Taiwan asks Apple, Google to remove Uber apps

The Ministry of Transportation and Communications (MOTC) said on Tuesday that it has asked Apple and Google to remove Uber apps from their websites to protect the rights of consumers in Taiwan.

The MOTC made the request because Uber is illegally operating a taxi service and UberEATS is illegally delivering goods in the country.

The Supreme Administrative Court has ruled that Uber and lalamove, another taxi service provider, have violated local law. There have also been disputes between the two businesses and their customers, the MOTC said in a press release.

Based on Taiwan’s consumer protection regulations, the Directorate General of Highways (DGH) has requested that Apple and Google embrace their social responsibility and remove the law-breaking businesses’ apps to help protect Taiwanese consumers, according to the press release.

The move reaffirms the government’s determination to crack down on illegal taxi service providers, while also assuring the companies that if they do obey the law, officials will consider providing them with legal permits to operate in Taiwan.

The DGH noted that recently it helped GoGoVan, which operates a a delivery business similar to that of UberEATS, obtain licenses to operate a cargo shipping business.

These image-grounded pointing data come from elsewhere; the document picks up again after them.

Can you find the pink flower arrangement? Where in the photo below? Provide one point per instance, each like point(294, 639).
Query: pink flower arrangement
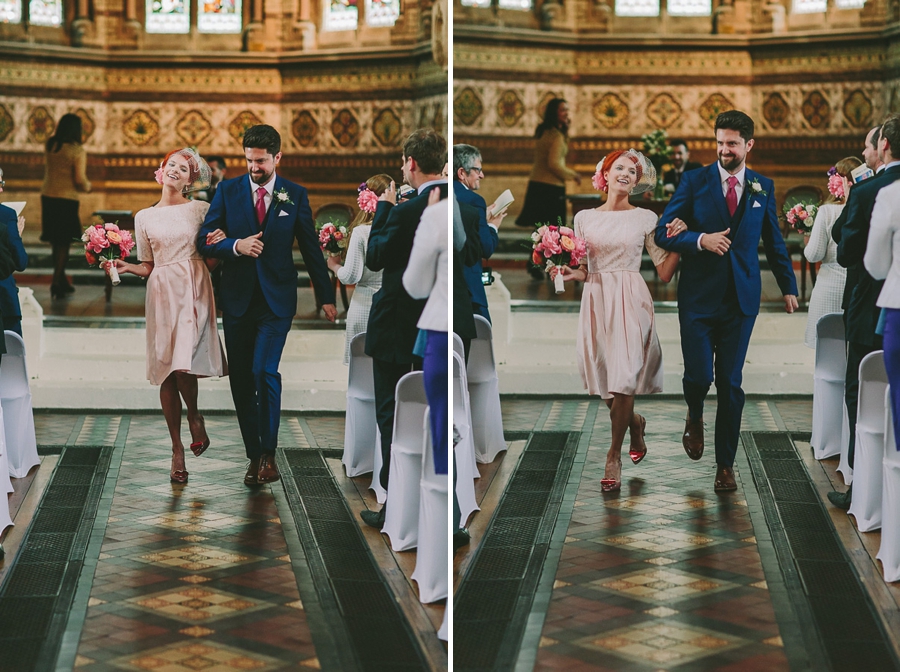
point(557, 245)
point(105, 242)
point(367, 199)
point(801, 216)
point(333, 239)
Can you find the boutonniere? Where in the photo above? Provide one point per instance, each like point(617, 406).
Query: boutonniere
point(756, 188)
point(282, 197)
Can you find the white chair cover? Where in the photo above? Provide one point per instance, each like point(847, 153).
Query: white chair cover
point(360, 426)
point(828, 386)
point(444, 631)
point(458, 346)
point(15, 397)
point(431, 555)
point(889, 553)
point(401, 522)
point(484, 395)
point(5, 484)
point(466, 468)
point(865, 505)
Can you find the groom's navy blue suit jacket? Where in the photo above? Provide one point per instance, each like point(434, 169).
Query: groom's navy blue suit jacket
point(704, 278)
point(232, 211)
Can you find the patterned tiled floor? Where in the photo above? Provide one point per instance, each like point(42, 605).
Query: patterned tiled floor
point(664, 574)
point(200, 576)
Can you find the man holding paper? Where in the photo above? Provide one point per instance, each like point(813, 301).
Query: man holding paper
point(468, 169)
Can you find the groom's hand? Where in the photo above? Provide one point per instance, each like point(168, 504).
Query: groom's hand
point(790, 303)
point(718, 242)
point(251, 246)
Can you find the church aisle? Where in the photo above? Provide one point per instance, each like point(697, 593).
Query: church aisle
point(207, 575)
point(664, 574)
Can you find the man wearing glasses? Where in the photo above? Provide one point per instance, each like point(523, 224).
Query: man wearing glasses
point(467, 167)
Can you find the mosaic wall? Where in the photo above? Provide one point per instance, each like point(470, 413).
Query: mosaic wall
point(336, 127)
point(514, 108)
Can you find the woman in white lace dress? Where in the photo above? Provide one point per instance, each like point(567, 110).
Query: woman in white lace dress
point(351, 269)
point(829, 290)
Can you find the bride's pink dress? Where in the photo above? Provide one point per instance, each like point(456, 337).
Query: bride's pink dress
point(180, 309)
point(618, 350)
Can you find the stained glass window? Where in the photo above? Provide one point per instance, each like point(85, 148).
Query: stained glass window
point(382, 12)
point(167, 16)
point(341, 15)
point(10, 11)
point(45, 12)
point(689, 7)
point(637, 7)
point(808, 6)
point(219, 16)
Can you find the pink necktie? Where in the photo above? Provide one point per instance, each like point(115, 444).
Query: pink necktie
point(731, 196)
point(260, 206)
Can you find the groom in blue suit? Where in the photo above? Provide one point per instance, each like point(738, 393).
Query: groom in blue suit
point(261, 215)
point(715, 221)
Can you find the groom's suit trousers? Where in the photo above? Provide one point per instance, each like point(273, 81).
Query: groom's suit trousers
point(254, 342)
point(714, 348)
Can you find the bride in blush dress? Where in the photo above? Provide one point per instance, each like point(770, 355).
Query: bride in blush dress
point(182, 338)
point(619, 354)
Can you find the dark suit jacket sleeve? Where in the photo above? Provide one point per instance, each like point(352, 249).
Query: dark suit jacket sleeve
point(776, 250)
point(379, 236)
point(472, 250)
point(215, 219)
point(305, 232)
point(681, 206)
point(17, 249)
point(7, 266)
point(855, 231)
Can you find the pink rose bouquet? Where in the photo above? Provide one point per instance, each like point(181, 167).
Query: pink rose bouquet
point(333, 239)
point(801, 216)
point(557, 245)
point(105, 243)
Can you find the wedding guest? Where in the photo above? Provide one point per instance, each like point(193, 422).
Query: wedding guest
point(391, 333)
point(545, 198)
point(182, 336)
point(619, 354)
point(425, 277)
point(10, 308)
point(65, 177)
point(882, 261)
point(851, 233)
point(828, 291)
point(467, 166)
point(680, 164)
point(350, 267)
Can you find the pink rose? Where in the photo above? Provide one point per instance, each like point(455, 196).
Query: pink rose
point(97, 239)
point(367, 200)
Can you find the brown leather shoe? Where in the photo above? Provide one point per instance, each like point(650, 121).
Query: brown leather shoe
point(268, 472)
point(724, 479)
point(692, 440)
point(250, 478)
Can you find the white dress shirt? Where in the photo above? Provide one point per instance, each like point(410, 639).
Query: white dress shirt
point(268, 188)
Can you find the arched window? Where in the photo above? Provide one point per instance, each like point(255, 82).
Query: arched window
point(174, 16)
point(344, 15)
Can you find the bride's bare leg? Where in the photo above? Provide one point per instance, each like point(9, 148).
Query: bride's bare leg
point(171, 405)
point(621, 415)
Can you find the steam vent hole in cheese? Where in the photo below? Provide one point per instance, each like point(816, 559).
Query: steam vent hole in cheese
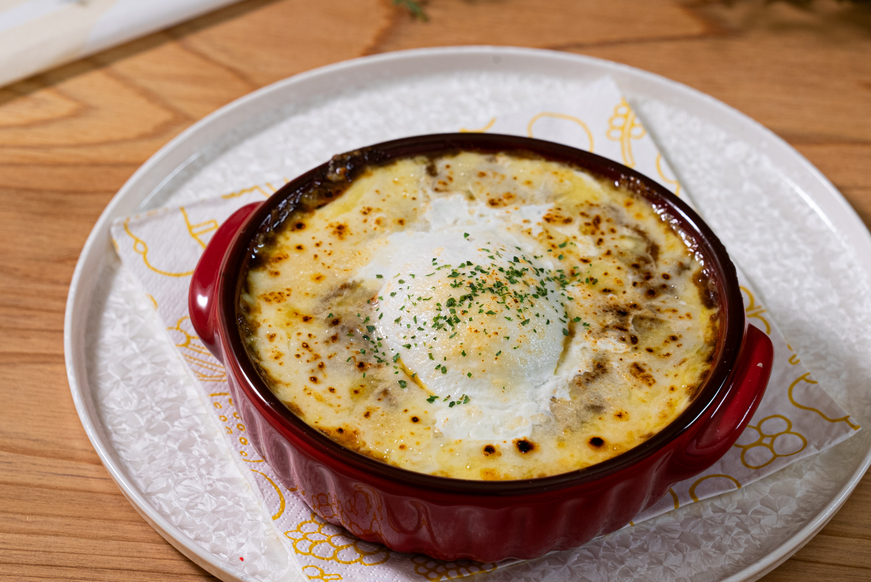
point(481, 316)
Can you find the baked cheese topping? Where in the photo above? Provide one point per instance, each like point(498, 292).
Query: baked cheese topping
point(482, 317)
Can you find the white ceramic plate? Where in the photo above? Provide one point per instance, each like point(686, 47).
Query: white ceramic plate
point(784, 223)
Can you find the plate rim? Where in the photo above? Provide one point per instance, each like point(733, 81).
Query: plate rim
point(91, 260)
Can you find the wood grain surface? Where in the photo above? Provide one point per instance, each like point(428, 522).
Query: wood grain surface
point(70, 137)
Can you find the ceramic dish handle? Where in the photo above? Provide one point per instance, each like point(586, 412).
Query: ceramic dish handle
point(722, 428)
point(205, 282)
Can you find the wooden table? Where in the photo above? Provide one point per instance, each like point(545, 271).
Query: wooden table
point(69, 139)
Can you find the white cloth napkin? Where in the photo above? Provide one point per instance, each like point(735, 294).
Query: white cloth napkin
point(36, 35)
point(796, 418)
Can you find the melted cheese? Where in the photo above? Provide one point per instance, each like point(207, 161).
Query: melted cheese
point(482, 317)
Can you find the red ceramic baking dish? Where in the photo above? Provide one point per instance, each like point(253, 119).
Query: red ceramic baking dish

MOTC also called on the public to use only legal taxi or delivery operators to ensure their rights are better protected.

This will minimize the likelihood of becoming embroiled in a dispute with an illegal operator with whom it is difficult to settle such disputes, the ministry said.

A day earlier, Minister of Transportation Ho Chen Tan (賀陳旦) said that despite great interest shown by Uber in the Taiwan market, the government was not considering special legislation that would allow the company to provide legal taxi services in the local market.

“Instead of engaging in providing taxi services, Uber should devote itself to other related services to comply with current laws,” Ho Chen said.

Uber, a U.S.-based online transportation network company, has been illegally operating in Taiwan for three years, providing taxi services to individual passengers through its app and running ads inviting locals to join in providing such services with their own cars.

On a radio show in August, the minister said that Uber is using a technology that was made possible through the Internet. But he pointed out that Uber should not receive special treatment just because it is viewed as a business of the “sharing economy.”

As the government provides subsidies to taxi operators, the law requires that they offer safe and professional services to the public, he said, adding that Uber must also be subject to the same legal requirements if it wants to become a legitimate taxi service operator in Taiwan.